柏露酒造が蔵を構える長岡市は、昔から長岡藩の城下町として栄えてきた。長岡駅から車で10分、「長岡藩主牧野家資料館」には牧野家の繁栄の跡が残され、300分の1のスケールで再現された長岡城の偉容も見ることができる。

また越後平野の中央に位置し、越後の良質米の集散地としても賑わってきた。市内には、現在も新潟県内で最多である16の日本酒蔵が点在する。

こうした激戦地にあって埋もれないためには、個性ある商品の開発も課題となる。新しく立ち上げた『氵』(さんずい)シリーズはその一例。

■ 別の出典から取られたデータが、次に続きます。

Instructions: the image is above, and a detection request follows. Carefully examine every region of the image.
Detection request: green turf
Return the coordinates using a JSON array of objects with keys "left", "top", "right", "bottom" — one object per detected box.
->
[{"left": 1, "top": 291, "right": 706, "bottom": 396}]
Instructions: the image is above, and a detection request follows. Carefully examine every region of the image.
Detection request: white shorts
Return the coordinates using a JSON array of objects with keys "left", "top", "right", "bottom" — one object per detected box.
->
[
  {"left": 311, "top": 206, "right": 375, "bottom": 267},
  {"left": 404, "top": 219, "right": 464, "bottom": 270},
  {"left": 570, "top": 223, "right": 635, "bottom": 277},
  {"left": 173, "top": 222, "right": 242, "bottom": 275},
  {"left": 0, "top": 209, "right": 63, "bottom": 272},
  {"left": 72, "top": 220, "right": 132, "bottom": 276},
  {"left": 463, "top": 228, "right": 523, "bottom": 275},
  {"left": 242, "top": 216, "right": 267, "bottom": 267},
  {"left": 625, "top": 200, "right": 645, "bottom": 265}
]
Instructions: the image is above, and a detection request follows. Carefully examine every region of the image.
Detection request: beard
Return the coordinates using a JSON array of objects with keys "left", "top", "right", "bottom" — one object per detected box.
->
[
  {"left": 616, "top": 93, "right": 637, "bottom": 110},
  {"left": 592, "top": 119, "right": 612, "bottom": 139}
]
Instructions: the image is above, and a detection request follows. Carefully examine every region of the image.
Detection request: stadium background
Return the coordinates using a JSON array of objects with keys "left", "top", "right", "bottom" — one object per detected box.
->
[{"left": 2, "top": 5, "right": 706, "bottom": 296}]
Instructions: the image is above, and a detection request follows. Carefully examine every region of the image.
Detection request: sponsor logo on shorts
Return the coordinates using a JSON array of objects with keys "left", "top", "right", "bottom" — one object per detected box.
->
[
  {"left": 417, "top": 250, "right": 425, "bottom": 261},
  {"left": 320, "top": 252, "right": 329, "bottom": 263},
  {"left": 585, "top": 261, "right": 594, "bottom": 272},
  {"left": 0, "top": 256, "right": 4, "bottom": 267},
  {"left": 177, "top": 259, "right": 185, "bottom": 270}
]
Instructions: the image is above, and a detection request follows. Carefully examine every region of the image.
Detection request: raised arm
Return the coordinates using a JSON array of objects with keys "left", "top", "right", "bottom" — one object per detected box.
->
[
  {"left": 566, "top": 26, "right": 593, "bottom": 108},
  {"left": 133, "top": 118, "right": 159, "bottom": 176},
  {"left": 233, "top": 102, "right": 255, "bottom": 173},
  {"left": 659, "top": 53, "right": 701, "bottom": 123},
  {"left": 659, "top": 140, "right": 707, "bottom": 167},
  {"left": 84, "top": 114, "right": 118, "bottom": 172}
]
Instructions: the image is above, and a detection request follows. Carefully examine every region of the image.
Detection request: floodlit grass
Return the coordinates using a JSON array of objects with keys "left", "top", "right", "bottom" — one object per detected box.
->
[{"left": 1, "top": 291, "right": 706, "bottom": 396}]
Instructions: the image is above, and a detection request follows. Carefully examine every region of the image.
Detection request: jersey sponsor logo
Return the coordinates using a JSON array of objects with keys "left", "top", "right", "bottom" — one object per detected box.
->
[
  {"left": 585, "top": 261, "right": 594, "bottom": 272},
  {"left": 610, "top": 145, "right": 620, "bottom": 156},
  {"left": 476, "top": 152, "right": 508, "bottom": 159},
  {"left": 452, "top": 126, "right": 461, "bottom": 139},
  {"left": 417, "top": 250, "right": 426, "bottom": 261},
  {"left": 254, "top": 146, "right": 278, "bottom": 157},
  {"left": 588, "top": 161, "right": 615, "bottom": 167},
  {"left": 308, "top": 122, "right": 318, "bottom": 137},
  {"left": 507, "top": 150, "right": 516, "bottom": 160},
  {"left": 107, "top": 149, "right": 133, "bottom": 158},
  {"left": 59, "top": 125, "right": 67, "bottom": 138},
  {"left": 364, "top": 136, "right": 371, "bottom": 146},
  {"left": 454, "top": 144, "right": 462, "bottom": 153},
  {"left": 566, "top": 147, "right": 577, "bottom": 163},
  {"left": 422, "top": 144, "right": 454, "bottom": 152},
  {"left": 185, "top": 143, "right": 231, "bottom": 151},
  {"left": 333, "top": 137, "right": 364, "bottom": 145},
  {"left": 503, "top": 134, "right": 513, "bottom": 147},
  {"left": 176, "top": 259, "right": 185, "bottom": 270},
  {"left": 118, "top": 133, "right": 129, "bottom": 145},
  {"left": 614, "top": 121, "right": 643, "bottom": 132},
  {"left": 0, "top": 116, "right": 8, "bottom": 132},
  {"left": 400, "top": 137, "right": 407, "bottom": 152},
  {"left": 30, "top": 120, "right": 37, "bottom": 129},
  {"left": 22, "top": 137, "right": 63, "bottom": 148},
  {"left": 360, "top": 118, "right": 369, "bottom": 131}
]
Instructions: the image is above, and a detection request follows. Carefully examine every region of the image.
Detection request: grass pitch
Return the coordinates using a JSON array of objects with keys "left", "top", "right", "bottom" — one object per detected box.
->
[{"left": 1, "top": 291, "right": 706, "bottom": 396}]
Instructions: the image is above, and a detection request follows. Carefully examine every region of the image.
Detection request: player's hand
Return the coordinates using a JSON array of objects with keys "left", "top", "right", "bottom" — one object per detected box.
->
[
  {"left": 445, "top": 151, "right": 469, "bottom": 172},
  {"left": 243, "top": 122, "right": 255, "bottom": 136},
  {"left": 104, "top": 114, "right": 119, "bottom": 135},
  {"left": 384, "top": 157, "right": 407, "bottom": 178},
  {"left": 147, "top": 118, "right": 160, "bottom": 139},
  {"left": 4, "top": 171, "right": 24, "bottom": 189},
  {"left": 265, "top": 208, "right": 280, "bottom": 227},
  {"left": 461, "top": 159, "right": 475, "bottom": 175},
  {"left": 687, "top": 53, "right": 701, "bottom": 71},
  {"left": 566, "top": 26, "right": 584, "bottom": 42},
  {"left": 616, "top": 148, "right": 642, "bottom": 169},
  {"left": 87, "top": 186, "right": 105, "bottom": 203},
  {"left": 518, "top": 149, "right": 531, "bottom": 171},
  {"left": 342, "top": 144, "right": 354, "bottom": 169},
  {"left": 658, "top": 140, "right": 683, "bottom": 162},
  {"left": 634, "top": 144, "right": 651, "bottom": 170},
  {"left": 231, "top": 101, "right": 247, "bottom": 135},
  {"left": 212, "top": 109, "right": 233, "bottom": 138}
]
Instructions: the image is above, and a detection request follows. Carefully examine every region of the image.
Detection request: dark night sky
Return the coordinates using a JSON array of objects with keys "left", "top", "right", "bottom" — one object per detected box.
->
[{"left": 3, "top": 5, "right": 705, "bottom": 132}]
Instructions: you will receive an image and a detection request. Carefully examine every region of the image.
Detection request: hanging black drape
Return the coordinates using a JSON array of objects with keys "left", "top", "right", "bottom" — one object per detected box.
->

「さんずい偏は水を表し、他の漢字につけられて意味を成します。蔵の命ともいえる水と、伝統的な技術が出合うことで醸される清酒造りの原点を表現しました。なんだろうと思ってもらえたら、それだけで第一段階クリアです」


ラベルには筆で大書された「氵」。たしかに初めて目にすると一瞬、意表をつかれる。

酸度やや高めで白ワインのよう、と評価されるこのシリーズ。淡麗辛口の新潟酒と全くかけ離れているわけではないが、旨みも重視しつつ飲み口の良さを実現しているという。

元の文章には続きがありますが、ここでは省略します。